Nem bem o disse, senti que a pergunta era uma blasfêmia.

— O mestre russo — sentenciou — penetrou mais do que ninguém nos labirintos da alma eslava.

Essa tentativa retórica pareceu-me uma prova de que se havia acalmado.

Perguntei-lhe que outros volumes do mestre havia folheado.

Enumerou dois ou três, entre eles O sósia.

Perguntei-lhe se, ao lê-los, distinguia bem os personagens, como no caso de Joseph Conrad, e se pensava prosseguir o exame da obra completa.

— A verdade é que não — respondeu com certa surpresa.

Perguntei-lhe o que estava escrevendo e disse-me que preparava um livro de versos que se intitularia Los Himnos Rojos. Também havia pensado em Los Ritmos Rojos.

— Por que não? — disse-lhe. — Podes alegar bons antecedentes. O verso azul de Rubén Darío e a canção gris de Verlaine.

Sem me dar atenção, esclareceu que seu livro cantaria a fraternidade entre todos os homens. O poeta de nosso tempo não pode voltar as costas a sua época.

Fiquei pensando e perguntei-lhe se verdadeiramente se sentia irmão de todos. Por exemplo, de todos os empresários de pompas fúnebres, de todos os carteiros, de todos os mergulhadores, de todos os que vivem nas casas de números pares, de todos os afônicos, etcétera. Disse-me que seu livro se refere à grande massa dos oprimidos e dos parias.

— Tua massa de oprimidos e párias — respondi — é apenas uma abstração. Só os indivíduos existem, se é que existe alguém. “O homem de ontem não é o homem de hoje”, sentenciou algum grego. Nós dois, neste banco de Genebra ou Cambridge, somos talvez a prova.
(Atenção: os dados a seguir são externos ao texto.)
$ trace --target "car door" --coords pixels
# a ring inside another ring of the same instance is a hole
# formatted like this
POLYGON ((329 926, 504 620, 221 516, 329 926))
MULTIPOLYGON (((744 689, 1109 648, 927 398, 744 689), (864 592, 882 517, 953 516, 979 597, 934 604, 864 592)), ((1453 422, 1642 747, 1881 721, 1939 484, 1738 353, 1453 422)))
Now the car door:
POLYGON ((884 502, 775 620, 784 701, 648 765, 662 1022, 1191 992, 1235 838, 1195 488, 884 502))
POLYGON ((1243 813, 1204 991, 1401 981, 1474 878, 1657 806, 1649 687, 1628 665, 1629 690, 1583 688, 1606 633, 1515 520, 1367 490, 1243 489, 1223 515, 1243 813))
Salvo nas severas páginas da História, os fatos memoráveis prescindem de frases memoráveis. Um homem a ponto de morrer quer se lembrar de uma gravura entrevista na infância; os soldados que estão prestes a entrar na batalha falam do bairro ou do sargento. Nossa situação era única e, francamente, não estávamos preparados. Falamos, fatalmente, das letras; temo não haver dito outras coisas que as que costumo dizer aos jornalistas. Meu alter ego acreditava na invenção ou descobrimento de metáforas novas; eu, nas que correspondem a afinidades íntimas e notórias e que nossa imaginação já aceitou. A velhice dos homens e o ocaso, os sonhos e a vida, o correr do tempo e da água. Expus-lhe essa opinião, que haveria de expor em um livro anos depois.
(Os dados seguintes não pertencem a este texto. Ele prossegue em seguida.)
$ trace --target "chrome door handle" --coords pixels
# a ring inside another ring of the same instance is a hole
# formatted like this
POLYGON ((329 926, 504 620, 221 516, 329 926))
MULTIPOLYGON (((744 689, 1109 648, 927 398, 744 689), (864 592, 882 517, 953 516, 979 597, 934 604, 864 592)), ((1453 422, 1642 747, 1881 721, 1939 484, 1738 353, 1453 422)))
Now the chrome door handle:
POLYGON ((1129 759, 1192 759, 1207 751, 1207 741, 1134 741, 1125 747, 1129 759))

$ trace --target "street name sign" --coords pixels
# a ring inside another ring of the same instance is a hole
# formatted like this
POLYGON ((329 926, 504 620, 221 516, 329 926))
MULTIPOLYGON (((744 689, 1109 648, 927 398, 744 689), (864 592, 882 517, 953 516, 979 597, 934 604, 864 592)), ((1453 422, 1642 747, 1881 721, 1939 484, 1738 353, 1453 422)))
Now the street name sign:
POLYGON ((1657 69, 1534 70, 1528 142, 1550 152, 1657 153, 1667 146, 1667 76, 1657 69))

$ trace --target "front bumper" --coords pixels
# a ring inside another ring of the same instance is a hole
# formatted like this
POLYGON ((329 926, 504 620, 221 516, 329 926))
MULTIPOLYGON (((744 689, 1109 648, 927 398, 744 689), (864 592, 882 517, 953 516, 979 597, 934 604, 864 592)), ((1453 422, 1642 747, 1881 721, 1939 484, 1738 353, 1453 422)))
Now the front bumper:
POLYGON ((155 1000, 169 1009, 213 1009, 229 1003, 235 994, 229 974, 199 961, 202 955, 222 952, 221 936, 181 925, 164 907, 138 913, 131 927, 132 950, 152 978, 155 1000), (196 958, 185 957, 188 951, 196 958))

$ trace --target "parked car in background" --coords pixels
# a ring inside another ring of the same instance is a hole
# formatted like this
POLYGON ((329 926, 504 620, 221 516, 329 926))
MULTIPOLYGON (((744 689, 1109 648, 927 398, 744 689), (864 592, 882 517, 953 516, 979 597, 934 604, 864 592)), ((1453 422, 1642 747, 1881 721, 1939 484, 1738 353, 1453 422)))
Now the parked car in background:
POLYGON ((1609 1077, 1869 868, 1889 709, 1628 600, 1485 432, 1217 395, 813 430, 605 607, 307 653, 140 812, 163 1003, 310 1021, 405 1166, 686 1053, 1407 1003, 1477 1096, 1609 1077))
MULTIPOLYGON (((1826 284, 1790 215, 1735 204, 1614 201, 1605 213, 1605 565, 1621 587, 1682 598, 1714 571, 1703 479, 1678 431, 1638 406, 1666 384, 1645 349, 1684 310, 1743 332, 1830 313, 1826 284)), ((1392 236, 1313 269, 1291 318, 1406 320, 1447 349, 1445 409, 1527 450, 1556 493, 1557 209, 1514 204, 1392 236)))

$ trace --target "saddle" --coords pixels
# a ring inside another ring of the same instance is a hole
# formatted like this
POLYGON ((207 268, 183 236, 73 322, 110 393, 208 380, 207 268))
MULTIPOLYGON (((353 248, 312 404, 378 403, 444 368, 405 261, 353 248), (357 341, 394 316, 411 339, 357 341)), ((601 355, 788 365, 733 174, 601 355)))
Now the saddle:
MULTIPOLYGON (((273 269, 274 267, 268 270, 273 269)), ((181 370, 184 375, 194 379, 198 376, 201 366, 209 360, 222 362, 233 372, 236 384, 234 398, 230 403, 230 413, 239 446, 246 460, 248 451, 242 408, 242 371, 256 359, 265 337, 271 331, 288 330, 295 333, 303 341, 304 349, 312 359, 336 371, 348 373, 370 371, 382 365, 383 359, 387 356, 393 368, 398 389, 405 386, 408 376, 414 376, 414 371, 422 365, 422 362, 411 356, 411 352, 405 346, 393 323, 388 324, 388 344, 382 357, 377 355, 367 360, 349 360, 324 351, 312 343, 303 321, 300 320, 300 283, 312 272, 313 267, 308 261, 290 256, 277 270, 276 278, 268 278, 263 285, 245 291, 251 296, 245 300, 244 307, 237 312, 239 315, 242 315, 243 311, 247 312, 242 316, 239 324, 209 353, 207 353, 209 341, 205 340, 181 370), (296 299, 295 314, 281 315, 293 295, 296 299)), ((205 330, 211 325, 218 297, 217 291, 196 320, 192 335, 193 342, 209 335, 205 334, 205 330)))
Quase não me escutava. De repente, disse:

— Se o senhor foi eu, como explicar que tenha esquecido seu encontro com um senhor de idade que, em 1918, disse-lhe que também era Borges?

Não havia pensado nessa dificuldade. Respondi, sem convicção:

— Talvez o fato tenha sido tão estranho que eu procurei esquecê-lo.
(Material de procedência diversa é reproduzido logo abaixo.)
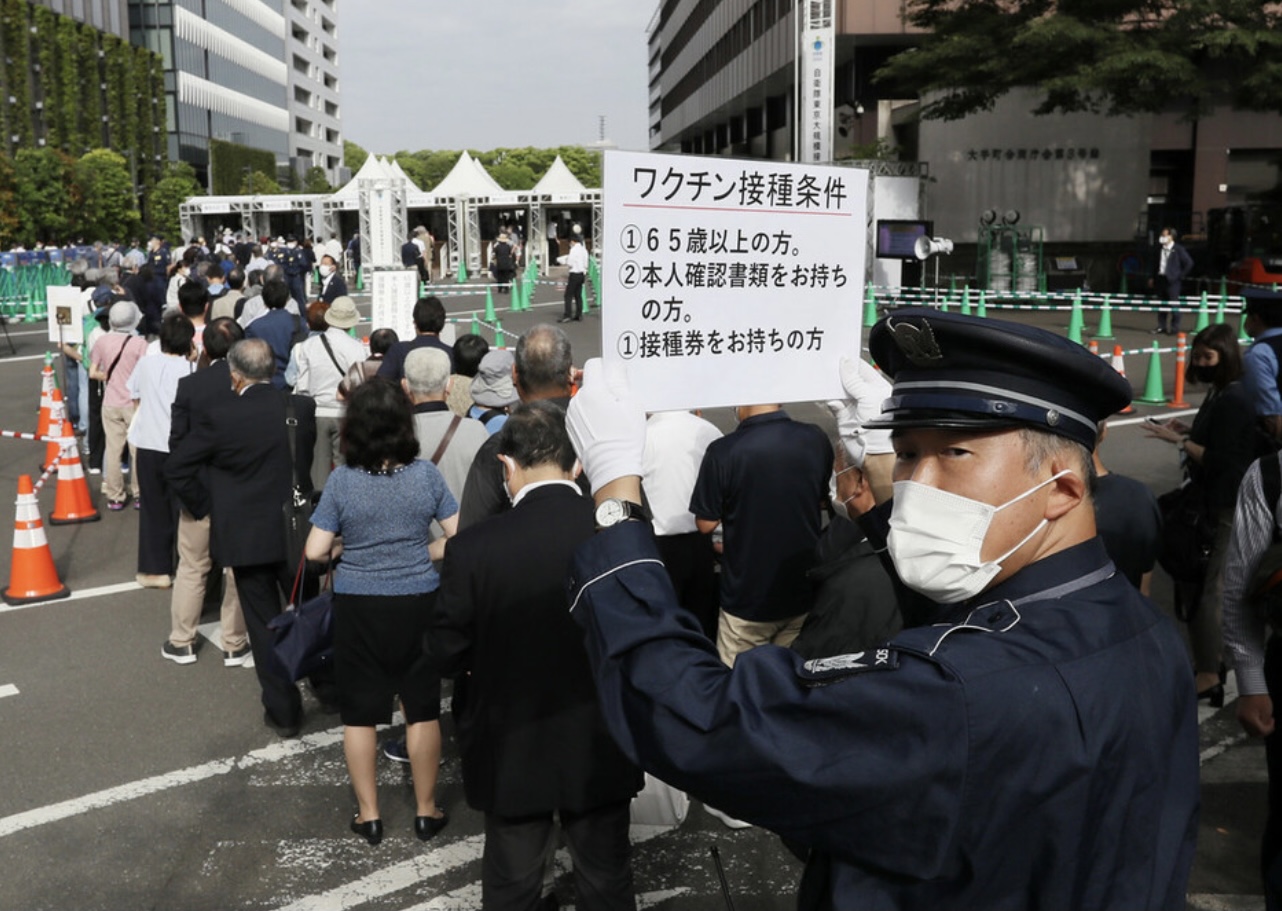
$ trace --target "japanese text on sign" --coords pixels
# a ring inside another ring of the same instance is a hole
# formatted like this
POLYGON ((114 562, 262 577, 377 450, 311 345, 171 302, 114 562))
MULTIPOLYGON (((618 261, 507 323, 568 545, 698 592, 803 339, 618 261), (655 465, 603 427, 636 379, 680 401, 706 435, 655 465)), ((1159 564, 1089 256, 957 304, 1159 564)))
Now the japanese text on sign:
POLYGON ((851 168, 608 153, 602 347, 642 404, 839 396, 867 185, 851 168))

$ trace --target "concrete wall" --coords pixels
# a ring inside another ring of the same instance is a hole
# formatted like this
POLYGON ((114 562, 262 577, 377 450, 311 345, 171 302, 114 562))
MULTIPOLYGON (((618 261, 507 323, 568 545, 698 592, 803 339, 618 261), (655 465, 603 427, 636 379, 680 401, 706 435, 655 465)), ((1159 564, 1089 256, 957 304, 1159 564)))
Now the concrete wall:
POLYGON ((1018 91, 965 120, 922 121, 935 233, 973 242, 985 209, 1017 209, 1047 241, 1131 238, 1147 202, 1151 118, 1035 117, 1034 104, 1018 91))

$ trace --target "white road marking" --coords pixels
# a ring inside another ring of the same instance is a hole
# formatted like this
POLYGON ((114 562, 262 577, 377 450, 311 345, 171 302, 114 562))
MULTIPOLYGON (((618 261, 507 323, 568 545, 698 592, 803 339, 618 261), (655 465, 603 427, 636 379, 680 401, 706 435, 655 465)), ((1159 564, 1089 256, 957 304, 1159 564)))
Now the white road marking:
MULTIPOLYGON (((1161 415, 1161 416, 1162 416, 1162 419, 1163 419, 1163 420, 1165 420, 1166 418, 1182 418, 1182 417, 1187 417, 1187 416, 1188 416, 1188 415, 1190 415, 1190 414, 1197 414, 1197 409, 1196 409, 1196 408, 1181 408, 1181 409, 1180 409, 1180 410, 1178 410, 1178 411, 1166 411, 1166 412, 1162 412, 1162 415, 1161 415)), ((1149 418, 1151 418, 1151 417, 1157 417, 1157 415, 1152 415, 1152 414, 1150 414, 1150 415, 1136 415, 1136 416, 1135 416, 1135 417, 1133 417, 1133 418, 1119 418, 1119 419, 1116 419, 1116 420, 1114 420, 1113 418, 1109 418, 1109 419, 1108 419, 1108 426, 1109 426, 1109 427, 1129 427, 1131 424, 1143 424, 1144 422, 1146 422, 1146 421, 1147 421, 1149 418)))
POLYGON ((6 683, 4 686, 0 686, 0 699, 3 699, 5 696, 16 695, 18 695, 18 688, 12 683, 6 683))
POLYGON ((43 354, 27 354, 22 357, 0 357, 0 364, 16 364, 20 361, 43 361, 43 354))
POLYGON ((26 610, 29 607, 44 607, 45 605, 66 604, 68 601, 83 601, 86 598, 100 598, 103 595, 118 595, 121 592, 141 591, 142 586, 137 582, 117 582, 115 585, 102 585, 98 588, 86 588, 81 591, 73 591, 65 598, 58 598, 54 601, 38 601, 35 604, 0 604, 0 614, 8 611, 26 610))

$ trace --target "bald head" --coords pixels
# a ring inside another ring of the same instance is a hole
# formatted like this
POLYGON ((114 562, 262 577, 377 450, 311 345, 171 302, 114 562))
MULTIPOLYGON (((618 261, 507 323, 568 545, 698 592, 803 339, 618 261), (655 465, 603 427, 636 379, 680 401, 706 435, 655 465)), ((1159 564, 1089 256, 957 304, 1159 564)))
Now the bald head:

Aventurou uma tímida pergunta:

— Como anda sua memória?

Compreendi que, para um moço não havia completado vinte anos, um homem de mais de setenta era quase um morto. Respondi:

— Costuma parecer-se com o esquecimento, mais ainda encontra o que lhe pedem. Estou estudando anglo-saxão e não sou o último da classe.

Nossa conversa já havia durado demais para ser a de um sonho.

Uma súbita idéia me ocorreu.

— Eu posso te provar imediatamente — disse-lhe — que não estás sonhando comigo. Ouve bem este verso, que nunca leste, que eu me lembre.

Lentamente entoei a famosa linha:

— “L’hydre-univers tordant son corps écaillé d’astres”.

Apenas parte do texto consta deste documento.